Испытание человека (Пуруша-парикша)

22
18
20
22
24
26
28
30

С.С. Аверинцев однажды не без лукавства определил филологию как “службу понимания”[463]. Дело осталось за малым — определить, что такое “понимание”. В западной философской традиции природа того, что называется “пониманием”, давно уже стала предметом размышлений и анализа. В XIX—XX вв. размышления на данную тему относят в основном к философской дисциплине под названием “герменевтика”, у нас, к сожалению, не получившей пока должного развития[464]. Здесь нет ни возможности, ни необходимости рассматривать проблему понимания в целом сколько-нибудь подробно.
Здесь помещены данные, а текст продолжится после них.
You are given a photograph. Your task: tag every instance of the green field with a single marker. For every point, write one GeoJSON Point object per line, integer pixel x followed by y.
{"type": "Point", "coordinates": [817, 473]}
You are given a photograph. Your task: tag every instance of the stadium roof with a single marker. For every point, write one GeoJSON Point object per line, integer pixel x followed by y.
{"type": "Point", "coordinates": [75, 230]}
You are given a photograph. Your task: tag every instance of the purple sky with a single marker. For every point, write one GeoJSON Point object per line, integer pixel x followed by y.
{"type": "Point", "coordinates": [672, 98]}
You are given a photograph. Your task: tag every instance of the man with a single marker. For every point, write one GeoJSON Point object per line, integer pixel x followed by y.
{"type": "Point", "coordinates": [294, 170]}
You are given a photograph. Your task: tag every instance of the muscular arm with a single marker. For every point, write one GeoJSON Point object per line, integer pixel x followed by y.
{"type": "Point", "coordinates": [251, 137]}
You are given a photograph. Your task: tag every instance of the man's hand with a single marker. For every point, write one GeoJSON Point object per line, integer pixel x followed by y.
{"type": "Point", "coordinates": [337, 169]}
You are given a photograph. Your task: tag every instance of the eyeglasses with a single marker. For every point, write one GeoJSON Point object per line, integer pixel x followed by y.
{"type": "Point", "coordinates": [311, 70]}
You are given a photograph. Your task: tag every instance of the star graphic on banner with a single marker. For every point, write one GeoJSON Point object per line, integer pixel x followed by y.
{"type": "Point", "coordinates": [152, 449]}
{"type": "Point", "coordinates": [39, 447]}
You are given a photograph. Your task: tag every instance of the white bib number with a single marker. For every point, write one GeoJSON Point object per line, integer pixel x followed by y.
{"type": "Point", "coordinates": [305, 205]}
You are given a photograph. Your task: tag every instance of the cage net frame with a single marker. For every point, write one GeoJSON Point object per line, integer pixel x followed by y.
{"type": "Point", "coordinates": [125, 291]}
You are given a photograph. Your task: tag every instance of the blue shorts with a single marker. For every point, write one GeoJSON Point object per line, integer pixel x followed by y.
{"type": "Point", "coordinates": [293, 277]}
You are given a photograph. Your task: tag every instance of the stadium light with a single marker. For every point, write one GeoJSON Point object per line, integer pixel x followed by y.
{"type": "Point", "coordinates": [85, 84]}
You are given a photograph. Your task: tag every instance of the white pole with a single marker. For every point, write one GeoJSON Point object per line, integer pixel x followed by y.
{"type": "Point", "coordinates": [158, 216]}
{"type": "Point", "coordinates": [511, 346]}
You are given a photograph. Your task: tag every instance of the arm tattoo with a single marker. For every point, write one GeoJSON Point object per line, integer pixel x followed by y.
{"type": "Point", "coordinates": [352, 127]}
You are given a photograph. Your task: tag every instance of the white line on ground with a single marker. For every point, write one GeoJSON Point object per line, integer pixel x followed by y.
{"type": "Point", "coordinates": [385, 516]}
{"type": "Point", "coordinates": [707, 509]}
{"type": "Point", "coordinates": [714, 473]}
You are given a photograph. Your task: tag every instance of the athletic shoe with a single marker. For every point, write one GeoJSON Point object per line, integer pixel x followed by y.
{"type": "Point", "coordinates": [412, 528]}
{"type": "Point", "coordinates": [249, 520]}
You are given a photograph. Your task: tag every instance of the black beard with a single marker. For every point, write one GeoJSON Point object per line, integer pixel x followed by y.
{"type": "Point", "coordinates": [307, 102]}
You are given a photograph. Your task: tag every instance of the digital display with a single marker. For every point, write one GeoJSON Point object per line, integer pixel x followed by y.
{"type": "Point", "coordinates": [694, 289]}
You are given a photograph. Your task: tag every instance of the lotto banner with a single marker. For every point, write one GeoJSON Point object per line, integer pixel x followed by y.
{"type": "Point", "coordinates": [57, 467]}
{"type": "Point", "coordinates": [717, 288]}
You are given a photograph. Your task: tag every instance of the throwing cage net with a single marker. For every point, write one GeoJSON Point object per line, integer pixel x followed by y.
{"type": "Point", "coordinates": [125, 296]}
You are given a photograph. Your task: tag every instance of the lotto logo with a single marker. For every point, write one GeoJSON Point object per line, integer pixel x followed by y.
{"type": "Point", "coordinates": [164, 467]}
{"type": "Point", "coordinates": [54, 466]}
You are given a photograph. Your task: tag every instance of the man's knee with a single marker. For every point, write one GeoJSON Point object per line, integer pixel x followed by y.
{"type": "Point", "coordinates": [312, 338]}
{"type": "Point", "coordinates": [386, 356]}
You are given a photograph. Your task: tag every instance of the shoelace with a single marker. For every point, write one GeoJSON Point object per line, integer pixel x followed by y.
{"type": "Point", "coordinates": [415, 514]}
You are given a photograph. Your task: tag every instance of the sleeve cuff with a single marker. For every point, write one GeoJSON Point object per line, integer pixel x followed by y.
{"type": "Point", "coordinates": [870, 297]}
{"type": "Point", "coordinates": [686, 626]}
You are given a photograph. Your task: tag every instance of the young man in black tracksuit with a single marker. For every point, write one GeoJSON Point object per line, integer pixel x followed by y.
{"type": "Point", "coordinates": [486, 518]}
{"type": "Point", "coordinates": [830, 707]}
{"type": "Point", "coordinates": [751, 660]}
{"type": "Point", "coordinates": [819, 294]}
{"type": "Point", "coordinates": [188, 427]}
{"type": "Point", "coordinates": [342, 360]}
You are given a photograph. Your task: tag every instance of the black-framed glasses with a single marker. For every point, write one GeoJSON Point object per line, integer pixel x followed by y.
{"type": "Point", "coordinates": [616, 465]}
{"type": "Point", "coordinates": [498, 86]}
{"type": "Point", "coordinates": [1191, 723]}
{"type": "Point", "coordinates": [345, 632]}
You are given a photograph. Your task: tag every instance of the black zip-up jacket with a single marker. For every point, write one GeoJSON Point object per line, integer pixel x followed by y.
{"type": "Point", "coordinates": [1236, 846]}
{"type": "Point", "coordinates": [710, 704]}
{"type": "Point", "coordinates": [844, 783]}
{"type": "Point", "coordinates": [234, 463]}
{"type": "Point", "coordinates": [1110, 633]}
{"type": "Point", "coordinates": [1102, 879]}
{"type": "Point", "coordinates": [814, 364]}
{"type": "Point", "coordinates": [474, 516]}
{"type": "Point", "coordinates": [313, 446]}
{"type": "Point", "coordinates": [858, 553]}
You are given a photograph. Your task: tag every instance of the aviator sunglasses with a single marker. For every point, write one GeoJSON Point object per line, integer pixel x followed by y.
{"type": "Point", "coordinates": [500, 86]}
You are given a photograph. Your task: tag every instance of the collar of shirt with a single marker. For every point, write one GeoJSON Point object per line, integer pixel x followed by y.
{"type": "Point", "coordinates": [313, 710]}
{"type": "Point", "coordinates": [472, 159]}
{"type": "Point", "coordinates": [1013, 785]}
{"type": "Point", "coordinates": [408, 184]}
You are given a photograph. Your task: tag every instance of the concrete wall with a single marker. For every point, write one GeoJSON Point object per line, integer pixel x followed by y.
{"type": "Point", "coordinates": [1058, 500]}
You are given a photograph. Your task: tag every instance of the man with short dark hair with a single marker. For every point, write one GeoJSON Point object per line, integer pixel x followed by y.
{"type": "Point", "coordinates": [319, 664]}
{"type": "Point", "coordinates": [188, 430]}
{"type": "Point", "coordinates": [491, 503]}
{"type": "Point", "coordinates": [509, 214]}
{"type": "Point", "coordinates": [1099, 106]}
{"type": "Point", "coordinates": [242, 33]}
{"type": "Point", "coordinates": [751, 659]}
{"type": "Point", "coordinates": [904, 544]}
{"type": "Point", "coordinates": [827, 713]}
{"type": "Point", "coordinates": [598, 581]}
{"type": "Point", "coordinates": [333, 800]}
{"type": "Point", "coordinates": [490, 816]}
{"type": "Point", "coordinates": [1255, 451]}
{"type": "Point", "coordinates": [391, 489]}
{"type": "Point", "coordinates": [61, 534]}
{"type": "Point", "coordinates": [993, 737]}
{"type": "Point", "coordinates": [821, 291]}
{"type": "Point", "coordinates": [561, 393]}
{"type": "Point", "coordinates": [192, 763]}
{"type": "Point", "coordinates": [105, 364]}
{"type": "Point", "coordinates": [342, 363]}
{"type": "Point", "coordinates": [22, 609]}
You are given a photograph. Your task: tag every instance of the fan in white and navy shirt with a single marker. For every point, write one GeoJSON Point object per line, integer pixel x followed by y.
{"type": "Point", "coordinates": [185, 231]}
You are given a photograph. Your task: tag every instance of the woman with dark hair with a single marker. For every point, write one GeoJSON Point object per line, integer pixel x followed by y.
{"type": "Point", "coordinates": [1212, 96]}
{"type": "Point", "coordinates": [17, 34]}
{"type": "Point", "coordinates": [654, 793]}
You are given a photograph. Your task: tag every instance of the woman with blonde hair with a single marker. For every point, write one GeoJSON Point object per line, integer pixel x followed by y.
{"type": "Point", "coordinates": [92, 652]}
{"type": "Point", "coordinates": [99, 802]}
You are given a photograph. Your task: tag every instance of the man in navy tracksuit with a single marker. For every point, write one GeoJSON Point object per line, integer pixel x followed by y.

Для дальнейшего важно подчеркнуть лишь два момента.

Во-первых, понимание большей частью предполагает соотнесение понимаемого (т.е. объекта понимания) с некими более широкими контекстами, уяснение места этого объекта в более общих структурах мышления и реальности.

Во-вторых, более полное и продуктивное понимание — это понимание рефлектирующее, т.е. такое, которое направлено не только на понимаемое, но и на само себя, на сам процесс понимания, на его контекст, на те препятствия и трудности, которые возникают в ходе этого процесса.

Применительно к нашему конкретному случаю прежде всего, пожалуй, стоит заметить, что перевод индийского текста на европейский язык (а также чтение и восприятие такого перевода) — это попытка межкультурной коммуникации, межкультурного понимания, т.е. попытка понять и истолковать текст одной культуры в терминах культуры иной, причем очень иной. И, может быть, одна из главных трудностей здесь — неосознание всей трудности этой задачи.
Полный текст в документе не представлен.